Inland Deckhand Job Postings


#21

From California? No one will believe him…


#22

The non-union California companies are not much better paying than Inland. California has a very large number of mariners, but relatively little local work for mariners. This results in a lot desperate mariners willing to work too cheap.

The union jobs in California usually pay pretty well. So those are very hard to get.


#23

So instead of inland, what would be a good start for a near offshore or offshore o/s or wiper?


#24

I can only speak from personnel experience but my old companies river division would often borrow some of us guys from the offshore division. The work inland was harder, the deckhands were paid worse and none of the deck hands ever wanted to go home because they were on some work release program from prison and going back “home” just meant going back to jail.


#25

Any start is a good start. A lot depends on where someone wants to end up. I have worked with a few guys who started inland and once they got some credentials, they got a job offshore. Main reason was to make more money.

Some guys stay inland because of the shorter rotations, less exposure to weather and having regular cell service. I guess it all depends on what kind of lifestyle you want and what you want to do career wise.

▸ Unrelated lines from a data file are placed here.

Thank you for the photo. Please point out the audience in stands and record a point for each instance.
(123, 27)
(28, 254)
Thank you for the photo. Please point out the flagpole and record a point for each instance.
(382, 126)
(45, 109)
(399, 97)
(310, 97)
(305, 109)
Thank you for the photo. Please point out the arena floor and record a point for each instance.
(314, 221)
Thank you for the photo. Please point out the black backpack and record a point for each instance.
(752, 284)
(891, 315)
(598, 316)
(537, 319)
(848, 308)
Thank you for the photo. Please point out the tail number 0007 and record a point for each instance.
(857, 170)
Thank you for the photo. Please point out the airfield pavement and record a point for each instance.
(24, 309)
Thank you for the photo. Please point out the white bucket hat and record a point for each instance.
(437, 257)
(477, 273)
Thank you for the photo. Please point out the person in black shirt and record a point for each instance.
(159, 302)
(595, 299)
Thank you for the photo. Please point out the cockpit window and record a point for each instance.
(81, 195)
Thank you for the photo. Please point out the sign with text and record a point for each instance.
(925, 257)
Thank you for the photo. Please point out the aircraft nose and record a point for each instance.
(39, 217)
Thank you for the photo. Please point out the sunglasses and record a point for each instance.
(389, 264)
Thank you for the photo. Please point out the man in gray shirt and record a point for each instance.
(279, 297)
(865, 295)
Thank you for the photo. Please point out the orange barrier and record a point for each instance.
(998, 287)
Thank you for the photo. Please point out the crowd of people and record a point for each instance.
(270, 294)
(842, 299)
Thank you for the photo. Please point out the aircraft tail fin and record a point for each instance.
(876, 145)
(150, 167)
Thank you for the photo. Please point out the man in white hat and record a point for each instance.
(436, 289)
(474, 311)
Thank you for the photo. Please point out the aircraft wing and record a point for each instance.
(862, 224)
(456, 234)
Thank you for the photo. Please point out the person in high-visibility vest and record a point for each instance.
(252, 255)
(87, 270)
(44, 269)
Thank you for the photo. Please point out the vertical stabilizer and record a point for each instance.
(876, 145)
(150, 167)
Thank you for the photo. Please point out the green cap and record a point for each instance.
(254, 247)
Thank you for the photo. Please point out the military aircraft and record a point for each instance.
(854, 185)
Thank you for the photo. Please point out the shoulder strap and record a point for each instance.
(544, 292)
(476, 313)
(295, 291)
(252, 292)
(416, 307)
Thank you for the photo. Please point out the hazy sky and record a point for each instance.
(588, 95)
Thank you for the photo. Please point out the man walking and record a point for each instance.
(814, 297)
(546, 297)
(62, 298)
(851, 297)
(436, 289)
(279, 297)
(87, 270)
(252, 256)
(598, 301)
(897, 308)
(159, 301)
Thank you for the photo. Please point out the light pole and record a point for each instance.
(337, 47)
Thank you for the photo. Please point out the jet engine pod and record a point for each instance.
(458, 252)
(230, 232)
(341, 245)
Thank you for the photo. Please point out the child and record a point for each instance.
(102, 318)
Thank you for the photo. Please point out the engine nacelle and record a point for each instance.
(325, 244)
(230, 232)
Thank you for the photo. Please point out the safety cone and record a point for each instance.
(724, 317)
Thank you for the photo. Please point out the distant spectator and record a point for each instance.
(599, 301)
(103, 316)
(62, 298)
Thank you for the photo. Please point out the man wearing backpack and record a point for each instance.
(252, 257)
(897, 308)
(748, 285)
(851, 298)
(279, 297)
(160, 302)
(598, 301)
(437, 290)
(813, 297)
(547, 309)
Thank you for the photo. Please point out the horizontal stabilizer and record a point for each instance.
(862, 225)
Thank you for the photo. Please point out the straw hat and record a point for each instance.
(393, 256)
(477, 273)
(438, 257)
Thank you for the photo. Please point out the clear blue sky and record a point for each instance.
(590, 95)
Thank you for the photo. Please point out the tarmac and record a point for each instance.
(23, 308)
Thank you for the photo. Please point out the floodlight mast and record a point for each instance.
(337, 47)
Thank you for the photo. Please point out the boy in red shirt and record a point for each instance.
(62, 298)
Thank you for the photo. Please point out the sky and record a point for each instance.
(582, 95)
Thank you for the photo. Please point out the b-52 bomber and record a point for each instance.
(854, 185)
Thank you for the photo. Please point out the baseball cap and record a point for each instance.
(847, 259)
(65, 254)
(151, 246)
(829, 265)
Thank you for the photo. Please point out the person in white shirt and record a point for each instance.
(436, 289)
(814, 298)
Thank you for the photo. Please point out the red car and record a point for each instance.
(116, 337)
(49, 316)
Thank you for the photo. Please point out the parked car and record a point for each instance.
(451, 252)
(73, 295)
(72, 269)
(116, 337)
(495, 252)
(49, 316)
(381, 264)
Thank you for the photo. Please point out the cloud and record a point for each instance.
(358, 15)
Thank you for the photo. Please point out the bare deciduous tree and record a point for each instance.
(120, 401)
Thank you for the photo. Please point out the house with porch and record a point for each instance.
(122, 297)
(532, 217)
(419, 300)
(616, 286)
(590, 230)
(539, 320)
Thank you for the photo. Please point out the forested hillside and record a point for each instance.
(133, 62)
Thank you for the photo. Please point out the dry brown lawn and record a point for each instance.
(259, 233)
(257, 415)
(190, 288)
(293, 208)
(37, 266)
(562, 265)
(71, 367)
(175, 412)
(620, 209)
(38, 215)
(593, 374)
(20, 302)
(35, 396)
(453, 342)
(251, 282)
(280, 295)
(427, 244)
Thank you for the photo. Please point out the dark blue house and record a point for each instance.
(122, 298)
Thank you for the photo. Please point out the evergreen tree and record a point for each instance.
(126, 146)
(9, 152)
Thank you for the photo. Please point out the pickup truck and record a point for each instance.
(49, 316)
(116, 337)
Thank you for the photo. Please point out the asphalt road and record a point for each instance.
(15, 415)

Good benefits and good money is all relative to a certain extent. Depends on the individual.


#26

No family, no kids. Not worried about cell service, and love money. If I found a place I could work 3/1 would sign up when I get out of the military.


#27

Give MAMA ( Mid-Atlantic Maritime Academy) a call. They specialize in short commercial training courses for people getting out of the military. They are well connect to the industry and they host job recruiters on campus.


#28

I believe it. Earlier this year I saw a deckhand listing on Craigslist in Long Beach. $150/day, 28/28 twic and dl, no mmc mentioned. I know that is good starting pay for many, but where we live median 1 bedroom rent is $2400/mo. The LBC is about $1,900.

Guess we will be eating a lot of rice and beans and beans and rice, hahaha.


#29

Actually, I think $150 a day to start is about right for a green deckhand with no MMC, or only an OS. (No MMC is required on boats under 100 GRT, although most companies still prefer it).

I prefer guys who are committed to becoming mariners and are onboard to learn. I’m not interested in guys who are only doing it for the money.

Most companies overpay deckhands and underpay captains and engineers. Most companies also overpay for the mates who are just a warm body with a license. The seasoned and capable mates are underpaid too.

Adjusted for inflation, wages are lower now than they were 30 years ago.


#30

Just spoke to the person in hiring at Savage Services, he said they are looking for 6-8 inland deckhands and business is looking good. Feel free to message me if you want more details. Savage is a quality company with a ton of operations and offshore boats as well.


#31

#32

Good quality mates are chronically underpaid. Most of them become captains, except for the occasional poor bastard who ends up baby siting that one captain who can’t seem to get fired.

There are no shortage of guys with towing licenses, but ask any of the smaller companies owners, and larger company port captains. They’ll tell you the industry is still desperately short on quality mates and engineers, nevermind deckhands.


#33

I agree that companies are drowning in a sea of resumes with Master of Towing licenses, but are having a hard time identifying and hiring the capable guys.

Computerized applications and normal corporate HR protocols do NOT work for hiring capable mariners. It requires someone who knows how to run a boat and who has good personal contacts with other employers in the industry to screen applications.


#34

I agree, there is a shortage of HR and office staff that can place an accurate value on a candidates experience and background.


#35

Good to hear. Thanx


#36

Right…and the fact they have offshore boats/atbs too is a good thing. Room to grow and such.